Three fintech learnings from the Wirecard scandal

Adrian Klee
Ross Republic Thinking
3 min readJul 1, 2020

The headlines just kept coming last week. Wirecard postponed the disclosure of its annual report again, after its auditor EY couldn’t verify the existence of ca. $2 billion in foreign escrow accounts. Shortly after, the CEO Markus Braun was arrested and the company filed for bankruptcy. This left many of its business customers, mainly other fintechs and neobanks, searching for new providers. In this post, we share our three key learnings from the affair.

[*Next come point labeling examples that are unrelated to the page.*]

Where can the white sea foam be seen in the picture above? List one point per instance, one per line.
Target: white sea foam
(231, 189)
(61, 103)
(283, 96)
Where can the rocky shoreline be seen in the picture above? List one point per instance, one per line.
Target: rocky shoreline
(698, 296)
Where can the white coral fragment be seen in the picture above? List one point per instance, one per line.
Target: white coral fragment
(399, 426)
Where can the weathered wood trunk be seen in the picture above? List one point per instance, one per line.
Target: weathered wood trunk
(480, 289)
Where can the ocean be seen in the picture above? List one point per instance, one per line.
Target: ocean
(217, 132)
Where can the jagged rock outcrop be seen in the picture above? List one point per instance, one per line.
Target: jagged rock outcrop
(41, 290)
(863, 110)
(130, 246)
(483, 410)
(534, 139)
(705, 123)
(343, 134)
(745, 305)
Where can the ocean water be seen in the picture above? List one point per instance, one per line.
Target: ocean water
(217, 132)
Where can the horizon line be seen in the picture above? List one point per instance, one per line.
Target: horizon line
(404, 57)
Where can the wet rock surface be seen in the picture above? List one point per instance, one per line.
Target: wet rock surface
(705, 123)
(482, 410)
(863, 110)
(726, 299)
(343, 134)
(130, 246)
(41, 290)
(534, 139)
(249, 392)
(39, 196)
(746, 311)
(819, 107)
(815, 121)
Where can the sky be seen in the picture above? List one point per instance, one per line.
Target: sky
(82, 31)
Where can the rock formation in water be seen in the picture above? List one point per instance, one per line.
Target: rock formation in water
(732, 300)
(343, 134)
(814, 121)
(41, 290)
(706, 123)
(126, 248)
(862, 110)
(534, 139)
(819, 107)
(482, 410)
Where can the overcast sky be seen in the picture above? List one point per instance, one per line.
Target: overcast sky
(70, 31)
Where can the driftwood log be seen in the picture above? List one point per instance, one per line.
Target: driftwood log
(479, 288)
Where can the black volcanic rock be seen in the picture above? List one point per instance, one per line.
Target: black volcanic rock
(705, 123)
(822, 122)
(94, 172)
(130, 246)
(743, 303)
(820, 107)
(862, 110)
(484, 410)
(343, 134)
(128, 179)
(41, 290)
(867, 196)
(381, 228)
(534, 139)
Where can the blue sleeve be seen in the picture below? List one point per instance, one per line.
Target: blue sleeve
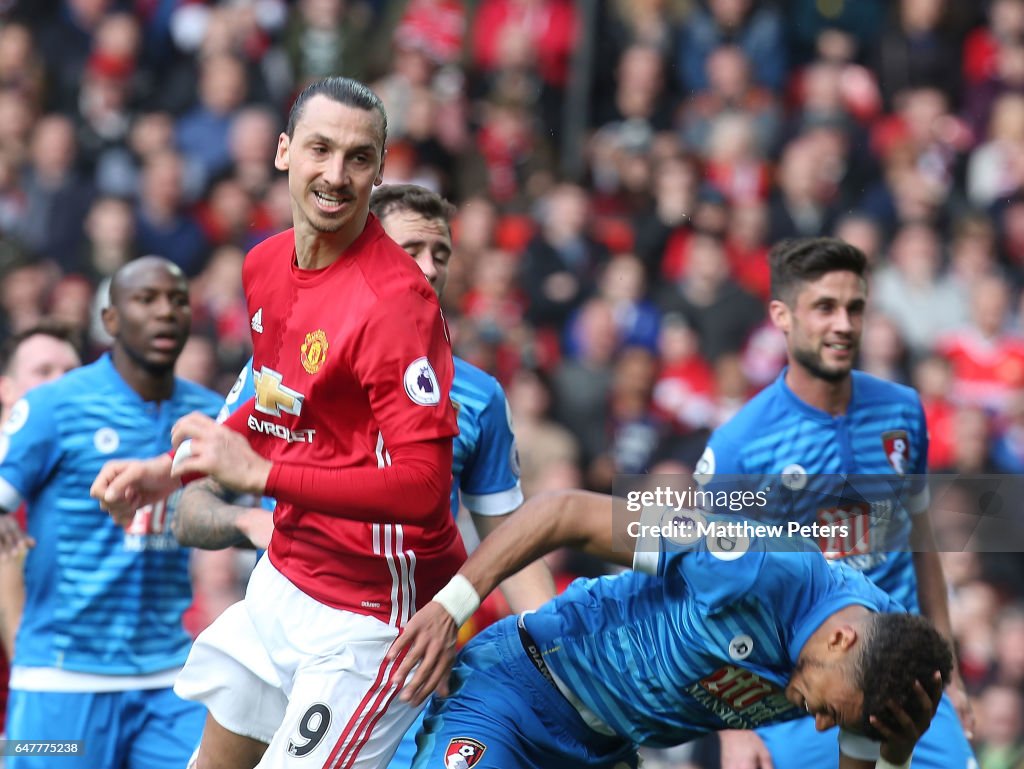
(30, 447)
(716, 578)
(242, 391)
(489, 481)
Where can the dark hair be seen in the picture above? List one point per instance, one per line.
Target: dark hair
(391, 198)
(804, 259)
(899, 649)
(344, 91)
(48, 327)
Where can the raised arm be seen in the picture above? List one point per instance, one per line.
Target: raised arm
(207, 517)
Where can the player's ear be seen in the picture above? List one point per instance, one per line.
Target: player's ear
(112, 322)
(779, 313)
(281, 158)
(380, 171)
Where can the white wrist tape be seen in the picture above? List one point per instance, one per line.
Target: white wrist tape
(883, 764)
(459, 598)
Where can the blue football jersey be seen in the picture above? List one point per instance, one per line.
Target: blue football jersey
(484, 462)
(98, 598)
(862, 473)
(707, 643)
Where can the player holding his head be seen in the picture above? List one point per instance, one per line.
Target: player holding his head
(839, 447)
(705, 634)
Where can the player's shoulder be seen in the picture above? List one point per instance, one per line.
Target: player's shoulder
(91, 380)
(870, 390)
(767, 408)
(475, 383)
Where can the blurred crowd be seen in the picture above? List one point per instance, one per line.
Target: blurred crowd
(621, 168)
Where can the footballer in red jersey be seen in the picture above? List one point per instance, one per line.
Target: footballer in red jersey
(350, 430)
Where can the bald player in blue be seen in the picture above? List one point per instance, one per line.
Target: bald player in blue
(101, 639)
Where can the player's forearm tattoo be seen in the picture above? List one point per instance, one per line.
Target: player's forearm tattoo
(205, 518)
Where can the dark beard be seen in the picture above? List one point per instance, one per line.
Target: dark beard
(812, 362)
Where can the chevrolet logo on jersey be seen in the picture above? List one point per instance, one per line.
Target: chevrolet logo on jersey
(272, 396)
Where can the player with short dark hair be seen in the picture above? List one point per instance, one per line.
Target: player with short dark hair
(708, 633)
(838, 447)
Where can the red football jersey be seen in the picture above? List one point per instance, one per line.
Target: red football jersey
(349, 362)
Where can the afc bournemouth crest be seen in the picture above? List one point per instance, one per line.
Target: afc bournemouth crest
(463, 753)
(313, 350)
(897, 447)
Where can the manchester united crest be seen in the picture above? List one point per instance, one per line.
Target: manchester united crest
(897, 447)
(463, 753)
(313, 350)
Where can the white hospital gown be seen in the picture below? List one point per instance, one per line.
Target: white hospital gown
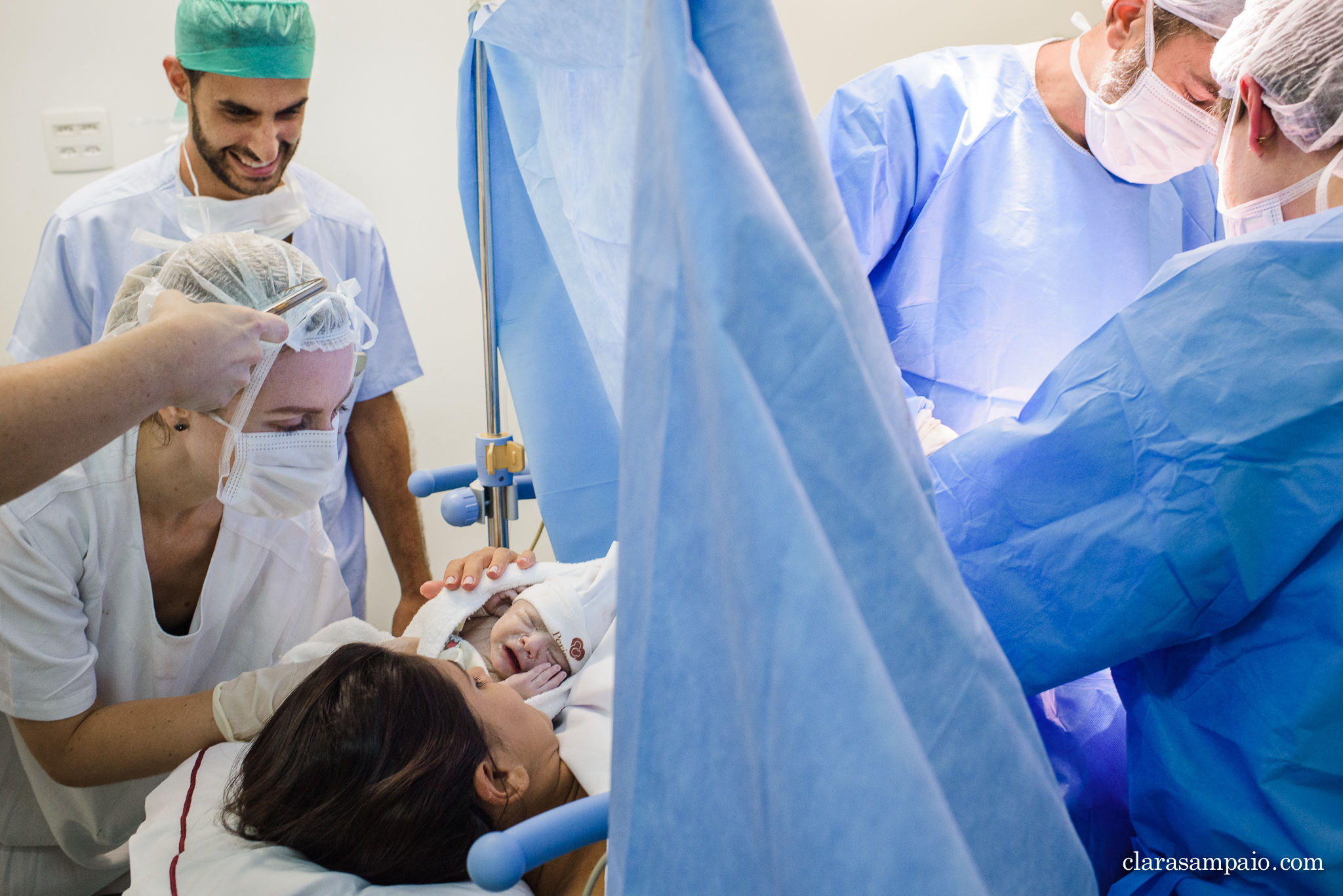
(87, 252)
(77, 622)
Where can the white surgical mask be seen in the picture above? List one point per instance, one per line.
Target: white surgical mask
(1267, 211)
(1152, 133)
(273, 475)
(275, 214)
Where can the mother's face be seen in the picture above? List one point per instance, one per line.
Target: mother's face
(516, 730)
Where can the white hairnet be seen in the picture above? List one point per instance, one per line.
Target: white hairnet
(1213, 16)
(1294, 49)
(243, 269)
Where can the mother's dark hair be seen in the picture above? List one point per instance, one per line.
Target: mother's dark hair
(369, 769)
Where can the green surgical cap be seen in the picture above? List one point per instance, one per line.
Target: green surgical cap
(246, 38)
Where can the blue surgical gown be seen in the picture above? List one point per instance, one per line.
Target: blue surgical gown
(994, 243)
(87, 252)
(1170, 504)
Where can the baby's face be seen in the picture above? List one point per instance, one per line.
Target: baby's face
(520, 642)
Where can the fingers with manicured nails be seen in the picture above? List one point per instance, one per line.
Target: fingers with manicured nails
(210, 348)
(488, 562)
(402, 645)
(498, 562)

We’re sure by now you have read the countless headlines about the German fintech Wirecard. While there will be more headlines coming up, it will take time until the public gets full transparency on what really happened behind the scenes to keep such a massive accounting fraud going for years.

This post is about what other digital banking providers and fintechs can learn from what happened at Wirecard.

First, establish a compliance culture

It’s important to understand the “fin” in fintech. Most banking or payment related services are regulated by the respective local banking authorities. Compliance, anti-money-laundering, and fraud prevention are therefore essential issues that any company entering financial services needs to take into account. In the past, new entrants have shown that it’s not easy to get this right:

One of the first functions that neobanks have to set up are therefore compliance related. New regtech service providers, such as ComplyAdvantage or Hawk.ai, support small compliance teams with building up efficient, digital compliance processes. However, compliance is more than just reporting frameworks and procedures. It’s mission-critical that fintechs, as regulated entities, embed responsibility into their cultural code. This begins with how the leadership team behaves, down to individual incentive structures.

Second, scale responsibly

Scaling up is an integral part of VC-funded growth models. However, maybe it’s time to rethink this playbook when it comes to fintech or neobank startups. In fintech, you should only grow as fast as your compliance capabilities allow it. Otherwise, it can fire back quickly. For instance, the German financial regulator (BaFin) issued an order on the prevention of money laundering and terrorist financing against N26. Specifically, it instructed the neobank to:

  • remove backlogs in IT monitoring,
  • establish process descriptions and workflows in writing,
  • reidentify a specified number of existing customers.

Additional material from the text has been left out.